Idle Help!

CSJTA

New Member
Joined
Jul 16, 2002
I'll try to explain this the best I can. Having a hard time getting the idle down with my new camshaft. This cam has alot of duration and very little idle vacuum, about 6 inches. Anyhow, the only way I can get it to idle is run the throttle stop screw all the way out, actually opening the butterflies in the throttle body. Well of course when I do this, IAC counts go to 180, and I loose the abililty to control idle, it idles but I don't think the ecm can control the idle with the IAC counts like they are. I know there are no vacuum leaks, just wondering what this is telling me, being I have to open the throttle to get it to idle. Thanks, CJ. Oh, and I do run the FAST bank to bank.
 
Are you running it in closed loop at idle? You might try that, see what the corrections are doing, and adjust your VE table to reflect minimal correction. Then put it in open loop if open loop idle is your desire. Otherwise the low vacuum may be being seen as high load and the ECM is dumping fuel at it.
 
Running in closed loop idle presently, may have to try open loop. AE fuel vs map is zeroed out right now, so no enrichment from that at idle.
 
What is your target idle speed? Where is it actually idling?

What is your target A/F ratio? Does this match the actualy A/F?

I don't understand what you said, when you screw the throttle stop screw all the way in, are you opening the blades or closing them? Are you having trouble getting enough air into the engine to idle, or is your idle speed too high and you can't get it down to what you want?

I wonder if your IAC is wired wrong, and when the ECU tells the IAC to close it's actually opening.

-Bob Cunningham
bobc@gnttype.org
 
Hey Bob, thanks for the reply. I'll try to explain a little better. When I turn the throttle screw all the way in, or open the throttle blades, this is when the car will idle. If I back off the screw, or close the throttle blades, the car will not idle, the idle speed is to low. When I do this, the IAC counts are maxed, about 180, and I loose the ability to control idle speed, it will idle at about 1200 rpm, no matter what I tell it to do, adjust idle speed up or down, it stays at 1200 rpm, so I assume the IAC has lost it's ability to control idle speed. Idle AFR is set at 13.5, if I richen the idle afr, it seems to idle worse. Watchin the o2 correction, it's pretty consistent at about 4 to 5 percent each way. Bob, it's almost like whatyou said, like it wants more air at idle. Well if the weather breaks a little this weekend, I guess I will try somethings and report back. Thanks for the help.
 
Check to make sure that the IAC is doing what it's supposed to- 10 is closed, 180 is open.

1200 doesn't sound unreasonable for a cold engine, but it still seems like that when you close the throttle blades, the idle speed should go down.

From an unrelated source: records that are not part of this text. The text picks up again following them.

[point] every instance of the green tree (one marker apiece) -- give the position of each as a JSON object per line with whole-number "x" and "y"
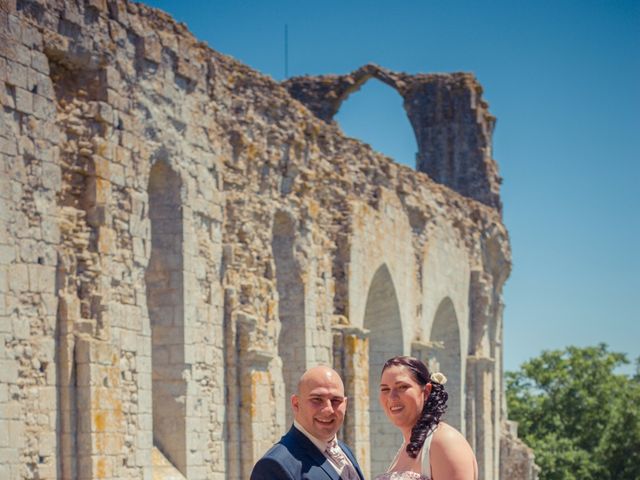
{"x": 580, "y": 417}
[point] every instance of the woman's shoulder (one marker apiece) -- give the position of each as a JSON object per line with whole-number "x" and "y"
{"x": 451, "y": 454}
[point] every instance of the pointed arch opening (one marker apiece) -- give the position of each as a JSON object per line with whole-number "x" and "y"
{"x": 446, "y": 332}
{"x": 291, "y": 307}
{"x": 165, "y": 302}
{"x": 382, "y": 319}
{"x": 376, "y": 115}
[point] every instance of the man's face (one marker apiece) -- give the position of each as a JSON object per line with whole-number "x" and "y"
{"x": 320, "y": 404}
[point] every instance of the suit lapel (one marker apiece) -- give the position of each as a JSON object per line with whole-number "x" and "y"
{"x": 347, "y": 452}
{"x": 306, "y": 446}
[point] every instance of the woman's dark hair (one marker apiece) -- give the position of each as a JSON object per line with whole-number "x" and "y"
{"x": 434, "y": 407}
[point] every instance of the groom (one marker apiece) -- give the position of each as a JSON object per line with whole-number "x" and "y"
{"x": 310, "y": 449}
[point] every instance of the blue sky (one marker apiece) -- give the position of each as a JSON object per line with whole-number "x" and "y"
{"x": 563, "y": 79}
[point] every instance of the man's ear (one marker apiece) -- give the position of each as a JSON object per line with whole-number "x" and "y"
{"x": 427, "y": 391}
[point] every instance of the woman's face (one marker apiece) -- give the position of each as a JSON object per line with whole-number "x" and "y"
{"x": 401, "y": 397}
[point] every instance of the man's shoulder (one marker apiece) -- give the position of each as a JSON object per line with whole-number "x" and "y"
{"x": 278, "y": 463}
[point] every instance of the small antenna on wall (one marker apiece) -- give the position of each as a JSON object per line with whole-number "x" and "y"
{"x": 286, "y": 51}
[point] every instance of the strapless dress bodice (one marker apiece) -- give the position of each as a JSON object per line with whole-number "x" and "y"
{"x": 401, "y": 476}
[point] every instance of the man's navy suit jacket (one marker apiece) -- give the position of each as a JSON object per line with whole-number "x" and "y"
{"x": 295, "y": 457}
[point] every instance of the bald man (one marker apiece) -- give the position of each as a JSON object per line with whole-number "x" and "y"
{"x": 310, "y": 450}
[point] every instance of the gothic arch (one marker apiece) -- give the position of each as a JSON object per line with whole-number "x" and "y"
{"x": 165, "y": 302}
{"x": 382, "y": 106}
{"x": 382, "y": 318}
{"x": 445, "y": 332}
{"x": 291, "y": 306}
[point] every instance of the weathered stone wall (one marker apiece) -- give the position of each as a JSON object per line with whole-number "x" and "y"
{"x": 180, "y": 238}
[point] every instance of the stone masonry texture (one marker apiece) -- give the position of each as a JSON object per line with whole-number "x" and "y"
{"x": 181, "y": 237}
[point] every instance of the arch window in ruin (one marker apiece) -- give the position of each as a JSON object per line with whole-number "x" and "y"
{"x": 165, "y": 302}
{"x": 446, "y": 333}
{"x": 382, "y": 319}
{"x": 375, "y": 115}
{"x": 291, "y": 342}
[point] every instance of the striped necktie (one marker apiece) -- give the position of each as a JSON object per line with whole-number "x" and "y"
{"x": 347, "y": 472}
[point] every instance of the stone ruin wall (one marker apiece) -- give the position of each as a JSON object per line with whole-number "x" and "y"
{"x": 180, "y": 237}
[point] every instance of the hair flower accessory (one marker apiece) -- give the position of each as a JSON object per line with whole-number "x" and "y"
{"x": 438, "y": 378}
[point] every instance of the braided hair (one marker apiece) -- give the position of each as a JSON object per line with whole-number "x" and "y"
{"x": 434, "y": 407}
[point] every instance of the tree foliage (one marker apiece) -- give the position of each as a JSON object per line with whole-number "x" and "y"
{"x": 580, "y": 417}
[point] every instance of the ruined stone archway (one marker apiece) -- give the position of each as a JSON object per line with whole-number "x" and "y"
{"x": 165, "y": 302}
{"x": 375, "y": 114}
{"x": 291, "y": 307}
{"x": 382, "y": 318}
{"x": 445, "y": 333}
{"x": 451, "y": 121}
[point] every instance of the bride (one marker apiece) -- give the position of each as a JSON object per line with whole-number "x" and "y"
{"x": 414, "y": 401}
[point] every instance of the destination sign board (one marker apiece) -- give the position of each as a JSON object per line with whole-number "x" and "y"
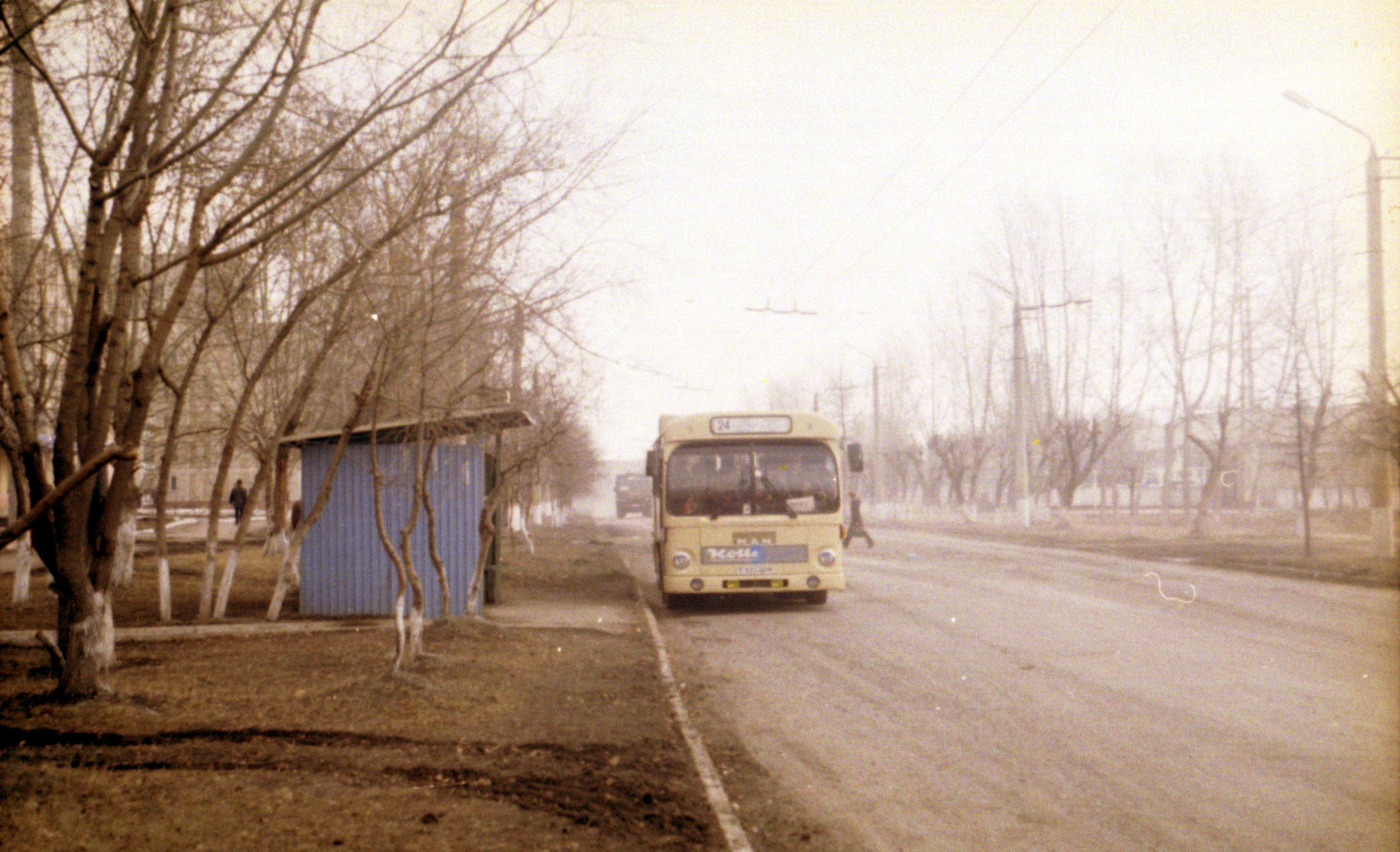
{"x": 752, "y": 424}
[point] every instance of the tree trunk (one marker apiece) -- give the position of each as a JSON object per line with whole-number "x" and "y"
{"x": 87, "y": 641}
{"x": 23, "y": 565}
{"x": 125, "y": 559}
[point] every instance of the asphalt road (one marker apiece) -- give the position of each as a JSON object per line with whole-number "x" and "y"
{"x": 965, "y": 696}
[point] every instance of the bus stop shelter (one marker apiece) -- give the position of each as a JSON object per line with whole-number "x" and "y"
{"x": 345, "y": 569}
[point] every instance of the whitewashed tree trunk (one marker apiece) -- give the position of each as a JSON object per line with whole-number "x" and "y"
{"x": 91, "y": 648}
{"x": 399, "y": 634}
{"x": 23, "y": 565}
{"x": 288, "y": 577}
{"x": 415, "y": 633}
{"x": 206, "y": 589}
{"x": 276, "y": 543}
{"x": 226, "y": 583}
{"x": 125, "y": 559}
{"x": 163, "y": 581}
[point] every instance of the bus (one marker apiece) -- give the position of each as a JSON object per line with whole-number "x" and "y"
{"x": 749, "y": 503}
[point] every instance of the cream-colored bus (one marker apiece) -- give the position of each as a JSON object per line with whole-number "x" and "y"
{"x": 749, "y": 503}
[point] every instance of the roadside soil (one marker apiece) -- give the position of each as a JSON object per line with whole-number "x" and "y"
{"x": 500, "y": 739}
{"x": 1263, "y": 543}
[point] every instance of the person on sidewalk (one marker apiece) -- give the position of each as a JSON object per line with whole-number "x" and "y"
{"x": 238, "y": 499}
{"x": 857, "y": 527}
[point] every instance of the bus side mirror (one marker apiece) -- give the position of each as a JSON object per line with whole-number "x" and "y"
{"x": 854, "y": 458}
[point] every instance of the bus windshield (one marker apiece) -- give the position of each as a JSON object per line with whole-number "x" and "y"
{"x": 755, "y": 477}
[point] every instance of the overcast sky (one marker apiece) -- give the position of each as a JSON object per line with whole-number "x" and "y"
{"x": 849, "y": 159}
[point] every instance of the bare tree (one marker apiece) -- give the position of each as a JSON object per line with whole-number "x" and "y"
{"x": 202, "y": 91}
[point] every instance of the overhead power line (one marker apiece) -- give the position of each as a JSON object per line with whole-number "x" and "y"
{"x": 978, "y": 149}
{"x": 919, "y": 145}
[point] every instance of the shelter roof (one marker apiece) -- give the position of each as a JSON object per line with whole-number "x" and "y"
{"x": 496, "y": 418}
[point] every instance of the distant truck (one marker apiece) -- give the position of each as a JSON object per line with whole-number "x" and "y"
{"x": 633, "y": 493}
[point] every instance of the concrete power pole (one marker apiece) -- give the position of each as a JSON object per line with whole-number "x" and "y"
{"x": 1018, "y": 380}
{"x": 1382, "y": 508}
{"x": 877, "y": 473}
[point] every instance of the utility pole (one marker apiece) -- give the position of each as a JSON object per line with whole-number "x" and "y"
{"x": 1382, "y": 508}
{"x": 1382, "y": 505}
{"x": 1018, "y": 381}
{"x": 1021, "y": 392}
{"x": 877, "y": 475}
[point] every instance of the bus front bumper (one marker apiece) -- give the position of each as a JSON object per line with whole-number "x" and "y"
{"x": 680, "y": 583}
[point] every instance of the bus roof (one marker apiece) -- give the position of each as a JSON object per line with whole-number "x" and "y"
{"x": 745, "y": 424}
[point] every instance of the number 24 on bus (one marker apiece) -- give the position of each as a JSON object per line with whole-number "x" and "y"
{"x": 749, "y": 503}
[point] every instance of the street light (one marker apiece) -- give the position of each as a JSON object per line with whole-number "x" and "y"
{"x": 1021, "y": 410}
{"x": 1382, "y": 514}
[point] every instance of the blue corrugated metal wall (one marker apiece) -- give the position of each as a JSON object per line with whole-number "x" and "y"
{"x": 345, "y": 569}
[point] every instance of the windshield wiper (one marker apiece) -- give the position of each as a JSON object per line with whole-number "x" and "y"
{"x": 779, "y": 497}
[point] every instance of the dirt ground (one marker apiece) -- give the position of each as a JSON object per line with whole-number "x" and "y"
{"x": 501, "y": 739}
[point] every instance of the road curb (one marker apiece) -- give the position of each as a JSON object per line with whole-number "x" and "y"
{"x": 27, "y": 638}
{"x": 734, "y": 834}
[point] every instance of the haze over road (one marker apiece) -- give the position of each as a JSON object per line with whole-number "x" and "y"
{"x": 968, "y": 696}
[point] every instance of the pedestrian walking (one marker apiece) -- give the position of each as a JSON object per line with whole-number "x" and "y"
{"x": 857, "y": 527}
{"x": 238, "y": 499}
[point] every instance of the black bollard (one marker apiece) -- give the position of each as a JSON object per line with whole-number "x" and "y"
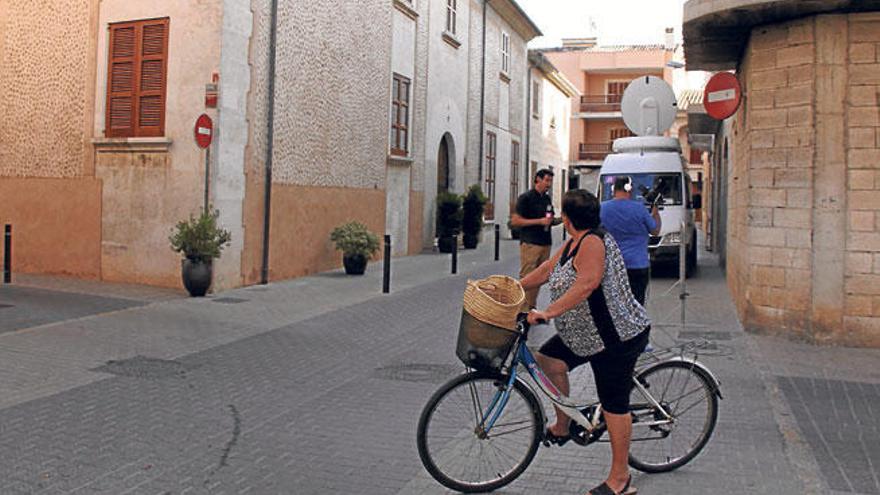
{"x": 386, "y": 269}
{"x": 7, "y": 255}
{"x": 454, "y": 254}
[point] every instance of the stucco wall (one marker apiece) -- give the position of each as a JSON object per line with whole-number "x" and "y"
{"x": 549, "y": 143}
{"x": 146, "y": 193}
{"x": 505, "y": 107}
{"x": 334, "y": 71}
{"x": 446, "y": 104}
{"x": 316, "y": 211}
{"x": 56, "y": 225}
{"x": 804, "y": 237}
{"x": 46, "y": 87}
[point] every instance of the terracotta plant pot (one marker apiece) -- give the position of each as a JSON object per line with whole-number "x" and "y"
{"x": 196, "y": 276}
{"x": 354, "y": 264}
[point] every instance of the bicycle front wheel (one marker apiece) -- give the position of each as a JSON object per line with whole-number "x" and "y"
{"x": 453, "y": 446}
{"x": 660, "y": 444}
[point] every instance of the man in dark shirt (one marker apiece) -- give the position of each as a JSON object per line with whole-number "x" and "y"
{"x": 534, "y": 216}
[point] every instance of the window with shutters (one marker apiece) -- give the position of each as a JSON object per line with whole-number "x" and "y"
{"x": 400, "y": 115}
{"x": 505, "y": 52}
{"x": 614, "y": 91}
{"x": 451, "y": 13}
{"x": 491, "y": 143}
{"x": 136, "y": 80}
{"x": 514, "y": 174}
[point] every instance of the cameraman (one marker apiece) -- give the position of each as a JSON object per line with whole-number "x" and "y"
{"x": 631, "y": 225}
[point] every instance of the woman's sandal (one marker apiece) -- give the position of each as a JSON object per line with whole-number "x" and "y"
{"x": 551, "y": 438}
{"x": 604, "y": 489}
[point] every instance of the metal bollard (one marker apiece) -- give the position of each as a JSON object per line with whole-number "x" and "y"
{"x": 7, "y": 254}
{"x": 454, "y": 254}
{"x": 497, "y": 241}
{"x": 386, "y": 269}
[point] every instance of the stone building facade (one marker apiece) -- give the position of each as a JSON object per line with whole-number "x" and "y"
{"x": 601, "y": 74}
{"x": 93, "y": 183}
{"x": 803, "y": 151}
{"x": 549, "y": 125}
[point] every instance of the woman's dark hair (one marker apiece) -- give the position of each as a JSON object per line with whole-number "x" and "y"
{"x": 582, "y": 209}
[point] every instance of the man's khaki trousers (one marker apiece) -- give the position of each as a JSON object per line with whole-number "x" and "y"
{"x": 530, "y": 257}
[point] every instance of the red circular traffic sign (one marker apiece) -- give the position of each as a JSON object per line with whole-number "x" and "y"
{"x": 722, "y": 95}
{"x": 204, "y": 131}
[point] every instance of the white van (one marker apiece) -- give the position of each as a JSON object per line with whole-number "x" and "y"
{"x": 655, "y": 165}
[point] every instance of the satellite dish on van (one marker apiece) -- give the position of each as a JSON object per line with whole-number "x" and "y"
{"x": 648, "y": 106}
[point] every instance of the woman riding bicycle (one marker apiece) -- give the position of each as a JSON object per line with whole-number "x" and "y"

Let us know what you find....

-Bob Cunningham
bobc@gnttype.org
 
A couple of questions for you. How is your setup wired? Is it the factory harness with a splice in adapter harness? If so whos harness is it? or is it a FAST harness. There has been a lot of confusion on IAC wiring especially when the newer flat four wire IAC is used.
 
The harness I use is the FAST harness, it uses an adapter to hook up the IAC, goes from square plug to flat plug. I believe it is wired correctly, reason behind that is because last year I ran it this way, and it worked fine. Only thing I have changed is the camshaft and headers from last year. Hopefully I can play with it some this weekend and see what happens. And Bob, when I close the throttle blades, the idle does go down, that's the problem, it's like the IAC won't move enough to make it idle. I have to open the throttle blades to make it idle, I have switched IAC motors also thinking it was a bad IAC, no difference.
 
Well looks like I got it fixed, the Holley throttle body I run doesn't have what I call an IAC bleed hole in it, so I drilled a hole like the Factory throttle bodies have, and idles well now. Thanks all for the help.